Intended for healthcare professionals


Support for self care for patients with chronic disease

BMJ 2007; 335 doi: (Published 08 November 2007) Cite this as: BMJ 2007;335:968
  1. Anne Kennedy, research fellow,
  2. Anne Rogers, professor,
  3. Peter Bower, reader
  1. National Primary Care Research and Development Centre, University of Manchester, Manchester M13 9PL
  1. Correspondence to: A Kennedy anne.p.kennedy{at}
  • Accepted 16 September 2007

Anne Kennedy, Anne Rogers, and Peter Bower argue that effective self care requires fundamental changes in professional attitudes and the way health care is delivered

Effectively managing long term conditions and the burden they place on patients, professionals, and services is a major focus of current health policy. Support for self care is increasingly viewed as a core component of the management of long term conditions.1 However, despite the enthusiastic promotion of self care, randomised controlled trials often show modest benefits.2 We examine why current initiatives fail to deliver and suggest what needs to be done.

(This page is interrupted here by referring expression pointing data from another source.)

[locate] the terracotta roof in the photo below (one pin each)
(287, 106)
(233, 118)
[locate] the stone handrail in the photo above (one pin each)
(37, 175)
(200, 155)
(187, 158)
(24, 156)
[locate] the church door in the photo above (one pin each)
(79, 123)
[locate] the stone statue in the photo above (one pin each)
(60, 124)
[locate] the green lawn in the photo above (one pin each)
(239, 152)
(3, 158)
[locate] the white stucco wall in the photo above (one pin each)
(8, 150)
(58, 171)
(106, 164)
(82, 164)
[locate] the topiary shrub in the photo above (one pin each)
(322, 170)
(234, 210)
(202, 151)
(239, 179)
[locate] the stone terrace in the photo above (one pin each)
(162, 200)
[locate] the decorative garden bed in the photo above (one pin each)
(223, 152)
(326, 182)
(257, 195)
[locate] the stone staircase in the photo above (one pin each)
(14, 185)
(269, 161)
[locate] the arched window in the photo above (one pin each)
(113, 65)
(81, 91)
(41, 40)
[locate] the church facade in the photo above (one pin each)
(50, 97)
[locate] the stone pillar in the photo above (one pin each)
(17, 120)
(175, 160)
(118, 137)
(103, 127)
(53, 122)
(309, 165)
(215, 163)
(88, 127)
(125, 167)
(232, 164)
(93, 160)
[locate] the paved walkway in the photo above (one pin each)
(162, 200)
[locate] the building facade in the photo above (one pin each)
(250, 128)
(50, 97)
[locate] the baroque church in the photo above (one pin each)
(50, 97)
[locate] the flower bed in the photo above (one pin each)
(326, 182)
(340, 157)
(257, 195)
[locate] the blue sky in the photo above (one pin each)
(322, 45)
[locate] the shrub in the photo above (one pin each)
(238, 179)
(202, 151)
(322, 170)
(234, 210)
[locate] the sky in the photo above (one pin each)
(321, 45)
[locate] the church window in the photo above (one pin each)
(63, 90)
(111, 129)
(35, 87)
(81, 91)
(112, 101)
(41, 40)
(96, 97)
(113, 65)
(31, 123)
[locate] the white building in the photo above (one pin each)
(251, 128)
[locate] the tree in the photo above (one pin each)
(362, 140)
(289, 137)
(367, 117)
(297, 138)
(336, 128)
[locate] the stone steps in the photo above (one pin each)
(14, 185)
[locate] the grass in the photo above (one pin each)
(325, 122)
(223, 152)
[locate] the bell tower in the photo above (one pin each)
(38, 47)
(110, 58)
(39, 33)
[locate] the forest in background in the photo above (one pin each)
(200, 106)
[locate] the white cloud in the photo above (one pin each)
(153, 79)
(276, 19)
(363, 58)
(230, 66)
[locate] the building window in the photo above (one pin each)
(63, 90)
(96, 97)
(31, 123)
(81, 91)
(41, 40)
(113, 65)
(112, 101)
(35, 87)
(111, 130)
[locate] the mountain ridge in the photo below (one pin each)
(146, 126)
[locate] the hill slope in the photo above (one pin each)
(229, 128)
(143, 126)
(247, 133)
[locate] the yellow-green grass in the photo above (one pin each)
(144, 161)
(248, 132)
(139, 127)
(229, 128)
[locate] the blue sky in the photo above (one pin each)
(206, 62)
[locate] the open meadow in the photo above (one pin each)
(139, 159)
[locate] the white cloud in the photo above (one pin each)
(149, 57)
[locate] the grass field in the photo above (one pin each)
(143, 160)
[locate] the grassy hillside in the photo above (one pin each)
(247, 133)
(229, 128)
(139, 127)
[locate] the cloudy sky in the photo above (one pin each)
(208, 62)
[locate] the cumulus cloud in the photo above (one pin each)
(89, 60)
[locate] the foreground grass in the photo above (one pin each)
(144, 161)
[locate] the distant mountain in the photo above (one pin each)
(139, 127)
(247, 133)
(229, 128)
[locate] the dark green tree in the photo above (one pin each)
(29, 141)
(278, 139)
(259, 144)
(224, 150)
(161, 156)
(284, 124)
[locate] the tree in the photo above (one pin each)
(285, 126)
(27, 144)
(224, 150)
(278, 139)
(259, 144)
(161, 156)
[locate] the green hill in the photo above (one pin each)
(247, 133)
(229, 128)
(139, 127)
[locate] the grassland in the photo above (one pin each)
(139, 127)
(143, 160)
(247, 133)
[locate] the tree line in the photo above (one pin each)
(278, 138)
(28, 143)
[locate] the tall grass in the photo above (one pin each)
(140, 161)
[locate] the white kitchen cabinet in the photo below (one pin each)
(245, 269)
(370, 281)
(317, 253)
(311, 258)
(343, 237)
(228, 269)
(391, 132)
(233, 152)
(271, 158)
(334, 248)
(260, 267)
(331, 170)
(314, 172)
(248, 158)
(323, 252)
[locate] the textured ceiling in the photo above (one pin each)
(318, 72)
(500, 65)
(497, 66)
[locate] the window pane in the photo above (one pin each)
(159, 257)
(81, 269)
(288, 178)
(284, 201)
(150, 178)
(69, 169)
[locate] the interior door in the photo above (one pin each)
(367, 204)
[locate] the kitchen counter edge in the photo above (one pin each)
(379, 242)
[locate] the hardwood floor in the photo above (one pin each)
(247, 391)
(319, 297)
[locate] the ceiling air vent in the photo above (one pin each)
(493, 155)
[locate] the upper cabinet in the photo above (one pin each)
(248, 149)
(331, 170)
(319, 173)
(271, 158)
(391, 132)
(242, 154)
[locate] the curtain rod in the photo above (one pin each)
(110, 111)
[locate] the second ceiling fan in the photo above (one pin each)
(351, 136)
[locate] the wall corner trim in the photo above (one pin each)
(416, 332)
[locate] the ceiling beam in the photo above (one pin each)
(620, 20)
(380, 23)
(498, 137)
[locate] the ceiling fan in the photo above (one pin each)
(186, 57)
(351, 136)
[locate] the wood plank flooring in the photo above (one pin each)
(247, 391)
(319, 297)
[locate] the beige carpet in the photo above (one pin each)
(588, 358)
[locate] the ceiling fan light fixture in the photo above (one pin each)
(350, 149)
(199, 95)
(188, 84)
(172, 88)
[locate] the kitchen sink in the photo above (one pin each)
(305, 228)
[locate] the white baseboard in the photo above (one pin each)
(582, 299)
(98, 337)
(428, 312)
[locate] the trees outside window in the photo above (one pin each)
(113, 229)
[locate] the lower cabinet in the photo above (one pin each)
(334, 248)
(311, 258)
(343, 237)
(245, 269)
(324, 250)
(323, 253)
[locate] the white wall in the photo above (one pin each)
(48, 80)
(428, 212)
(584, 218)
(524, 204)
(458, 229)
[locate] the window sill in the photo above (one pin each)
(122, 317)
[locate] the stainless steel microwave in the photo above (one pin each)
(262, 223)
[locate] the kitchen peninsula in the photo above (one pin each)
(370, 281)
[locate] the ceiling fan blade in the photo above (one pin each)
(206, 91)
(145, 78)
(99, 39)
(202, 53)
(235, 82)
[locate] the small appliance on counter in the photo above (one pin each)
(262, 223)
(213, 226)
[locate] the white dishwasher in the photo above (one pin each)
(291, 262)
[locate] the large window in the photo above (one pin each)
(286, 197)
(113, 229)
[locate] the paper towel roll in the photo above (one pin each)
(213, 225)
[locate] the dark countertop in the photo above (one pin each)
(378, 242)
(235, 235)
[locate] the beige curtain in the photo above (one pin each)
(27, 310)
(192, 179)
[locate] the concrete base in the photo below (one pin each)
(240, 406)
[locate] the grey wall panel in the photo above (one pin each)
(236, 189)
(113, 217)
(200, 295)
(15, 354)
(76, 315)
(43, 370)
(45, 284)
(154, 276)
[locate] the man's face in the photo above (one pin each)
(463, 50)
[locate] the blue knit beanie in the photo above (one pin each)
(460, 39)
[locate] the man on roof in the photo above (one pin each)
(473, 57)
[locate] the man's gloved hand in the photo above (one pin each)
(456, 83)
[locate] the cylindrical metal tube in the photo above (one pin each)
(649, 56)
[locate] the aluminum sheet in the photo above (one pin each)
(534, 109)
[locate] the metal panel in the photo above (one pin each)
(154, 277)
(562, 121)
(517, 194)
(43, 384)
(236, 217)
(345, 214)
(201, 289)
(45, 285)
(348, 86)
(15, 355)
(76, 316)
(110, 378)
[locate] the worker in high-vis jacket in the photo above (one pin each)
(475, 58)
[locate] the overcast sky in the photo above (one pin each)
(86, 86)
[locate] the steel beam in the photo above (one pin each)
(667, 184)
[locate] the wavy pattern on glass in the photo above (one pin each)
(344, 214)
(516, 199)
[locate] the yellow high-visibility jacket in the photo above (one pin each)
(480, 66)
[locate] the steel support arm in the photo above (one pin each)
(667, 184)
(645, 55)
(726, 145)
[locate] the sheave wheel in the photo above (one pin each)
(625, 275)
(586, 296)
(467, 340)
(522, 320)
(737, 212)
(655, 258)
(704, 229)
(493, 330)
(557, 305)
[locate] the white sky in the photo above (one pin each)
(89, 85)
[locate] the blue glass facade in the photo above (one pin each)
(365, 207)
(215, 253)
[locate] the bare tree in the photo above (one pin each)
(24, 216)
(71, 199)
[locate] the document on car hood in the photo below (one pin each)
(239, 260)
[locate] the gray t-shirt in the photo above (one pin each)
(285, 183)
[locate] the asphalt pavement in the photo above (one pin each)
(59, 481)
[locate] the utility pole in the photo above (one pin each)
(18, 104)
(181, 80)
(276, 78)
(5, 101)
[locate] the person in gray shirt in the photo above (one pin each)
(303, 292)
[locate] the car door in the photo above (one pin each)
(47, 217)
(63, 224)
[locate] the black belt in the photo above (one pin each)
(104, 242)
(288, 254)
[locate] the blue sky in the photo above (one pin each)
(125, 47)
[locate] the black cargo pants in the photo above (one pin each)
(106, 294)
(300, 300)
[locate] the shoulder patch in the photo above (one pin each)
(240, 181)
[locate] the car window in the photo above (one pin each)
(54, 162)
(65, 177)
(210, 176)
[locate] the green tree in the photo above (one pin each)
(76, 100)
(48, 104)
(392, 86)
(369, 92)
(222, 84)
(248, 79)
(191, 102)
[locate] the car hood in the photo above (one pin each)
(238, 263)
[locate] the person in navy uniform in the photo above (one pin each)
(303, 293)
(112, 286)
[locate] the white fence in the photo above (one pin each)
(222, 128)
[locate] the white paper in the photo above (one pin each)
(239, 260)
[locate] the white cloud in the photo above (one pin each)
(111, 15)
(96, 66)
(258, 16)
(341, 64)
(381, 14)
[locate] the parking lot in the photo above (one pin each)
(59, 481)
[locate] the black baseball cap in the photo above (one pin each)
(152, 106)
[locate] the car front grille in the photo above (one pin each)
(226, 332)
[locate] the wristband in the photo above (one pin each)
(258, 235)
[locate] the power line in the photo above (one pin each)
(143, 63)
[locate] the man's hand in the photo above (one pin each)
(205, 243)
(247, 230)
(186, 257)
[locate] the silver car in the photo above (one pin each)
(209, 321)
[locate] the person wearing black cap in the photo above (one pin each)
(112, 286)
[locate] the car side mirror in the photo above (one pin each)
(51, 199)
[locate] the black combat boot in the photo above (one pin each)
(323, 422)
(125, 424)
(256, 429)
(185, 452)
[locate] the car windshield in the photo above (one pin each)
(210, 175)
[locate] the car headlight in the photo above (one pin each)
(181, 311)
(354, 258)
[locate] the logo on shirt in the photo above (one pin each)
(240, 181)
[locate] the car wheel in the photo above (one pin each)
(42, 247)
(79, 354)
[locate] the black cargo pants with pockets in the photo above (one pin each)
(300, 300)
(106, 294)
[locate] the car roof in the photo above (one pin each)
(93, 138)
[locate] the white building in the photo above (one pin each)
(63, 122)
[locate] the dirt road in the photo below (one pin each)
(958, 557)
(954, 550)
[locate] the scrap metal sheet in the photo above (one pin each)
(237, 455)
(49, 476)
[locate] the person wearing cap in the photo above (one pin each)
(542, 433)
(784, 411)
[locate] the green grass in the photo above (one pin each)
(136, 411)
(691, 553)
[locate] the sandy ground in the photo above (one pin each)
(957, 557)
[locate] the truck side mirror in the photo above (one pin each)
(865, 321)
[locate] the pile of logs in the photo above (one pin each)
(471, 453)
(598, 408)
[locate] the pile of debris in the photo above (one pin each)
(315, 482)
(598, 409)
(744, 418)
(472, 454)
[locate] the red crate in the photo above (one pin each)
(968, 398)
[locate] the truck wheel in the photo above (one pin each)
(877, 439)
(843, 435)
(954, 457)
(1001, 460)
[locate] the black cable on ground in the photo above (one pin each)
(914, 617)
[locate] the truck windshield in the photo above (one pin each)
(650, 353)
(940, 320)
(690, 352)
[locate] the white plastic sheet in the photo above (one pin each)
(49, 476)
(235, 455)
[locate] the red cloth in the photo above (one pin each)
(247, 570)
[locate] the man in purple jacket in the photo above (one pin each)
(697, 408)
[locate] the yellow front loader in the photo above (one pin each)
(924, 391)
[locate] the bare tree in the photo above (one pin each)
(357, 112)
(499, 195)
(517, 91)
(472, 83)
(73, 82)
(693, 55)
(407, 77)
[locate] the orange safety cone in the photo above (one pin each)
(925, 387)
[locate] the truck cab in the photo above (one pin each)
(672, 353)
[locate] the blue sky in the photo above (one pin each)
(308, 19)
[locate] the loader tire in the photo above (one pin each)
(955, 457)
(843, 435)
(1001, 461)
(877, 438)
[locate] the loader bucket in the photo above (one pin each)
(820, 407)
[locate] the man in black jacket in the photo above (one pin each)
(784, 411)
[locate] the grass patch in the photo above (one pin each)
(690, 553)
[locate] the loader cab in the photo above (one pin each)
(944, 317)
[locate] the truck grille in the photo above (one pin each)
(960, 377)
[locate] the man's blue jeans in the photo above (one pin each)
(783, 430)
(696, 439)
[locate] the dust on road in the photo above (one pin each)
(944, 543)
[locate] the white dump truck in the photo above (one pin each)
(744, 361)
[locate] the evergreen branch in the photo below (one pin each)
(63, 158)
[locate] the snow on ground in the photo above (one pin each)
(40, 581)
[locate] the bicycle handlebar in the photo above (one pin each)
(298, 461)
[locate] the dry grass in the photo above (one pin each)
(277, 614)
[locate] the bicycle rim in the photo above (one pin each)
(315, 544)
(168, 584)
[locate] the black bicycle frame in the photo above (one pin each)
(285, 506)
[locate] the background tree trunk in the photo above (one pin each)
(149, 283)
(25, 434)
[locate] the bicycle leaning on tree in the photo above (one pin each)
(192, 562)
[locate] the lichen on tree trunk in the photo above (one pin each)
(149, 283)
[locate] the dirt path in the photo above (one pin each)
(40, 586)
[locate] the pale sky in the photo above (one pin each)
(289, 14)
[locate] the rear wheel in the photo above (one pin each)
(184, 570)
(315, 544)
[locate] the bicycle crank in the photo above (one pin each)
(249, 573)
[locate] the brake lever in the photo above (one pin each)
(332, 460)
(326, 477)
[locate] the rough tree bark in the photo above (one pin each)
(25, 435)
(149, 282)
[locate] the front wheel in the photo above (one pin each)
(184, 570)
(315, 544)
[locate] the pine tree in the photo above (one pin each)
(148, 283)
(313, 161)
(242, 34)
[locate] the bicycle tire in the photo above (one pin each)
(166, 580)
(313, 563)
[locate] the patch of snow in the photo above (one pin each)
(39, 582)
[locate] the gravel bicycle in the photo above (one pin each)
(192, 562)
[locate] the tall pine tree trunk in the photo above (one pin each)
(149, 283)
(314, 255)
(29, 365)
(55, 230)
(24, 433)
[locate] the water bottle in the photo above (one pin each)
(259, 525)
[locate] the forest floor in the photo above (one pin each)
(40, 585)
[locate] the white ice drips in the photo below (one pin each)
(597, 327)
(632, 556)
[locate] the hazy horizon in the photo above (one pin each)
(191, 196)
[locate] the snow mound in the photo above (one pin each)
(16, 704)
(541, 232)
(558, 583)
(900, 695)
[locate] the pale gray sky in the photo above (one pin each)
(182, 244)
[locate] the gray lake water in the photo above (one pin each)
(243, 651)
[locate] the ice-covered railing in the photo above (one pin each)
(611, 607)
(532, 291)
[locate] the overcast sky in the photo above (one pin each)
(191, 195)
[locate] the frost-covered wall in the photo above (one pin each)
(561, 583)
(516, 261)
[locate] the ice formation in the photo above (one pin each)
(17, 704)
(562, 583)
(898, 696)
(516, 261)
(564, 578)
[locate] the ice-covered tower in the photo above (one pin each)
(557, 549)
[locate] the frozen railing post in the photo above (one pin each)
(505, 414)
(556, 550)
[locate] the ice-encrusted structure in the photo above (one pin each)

Potential benefits of self care

Self care is defined as the actions individuals “take to lead a healthy lifestyle; to meet their social, emotional and psychological needs; to care for their long-term condition; and to prevent further illness or accidents.”3 The potential benefits of self care are substantial. According to the proponents of the chronic care model (one of the most comprehensive models of care for long term conditions): “All patients with chronic illness make decisions and engage in behaviours that affect their health (self management). Disease control and outcomes depend to a significant degree on the effectiveness of self-management.”4

The Wanless report into NHS resource requirements identified effective self care as an essential part of the “fully engaged” scenario, which it predicted would bring about the greatest gains in public health.5

Supporting self care in the NHS

In the United Kingdom, the Department of Health views service delivery for long term conditions in three tiers.6 Case management is for patients with multiple, complex conditions, who get intensive, proactive care to avoid admissions. Disease management is for patients at some risk and involves guideline based primary care, facilitated by financial incentives. The final tier is self care support for low risk patients, estimated as 70-80% of those …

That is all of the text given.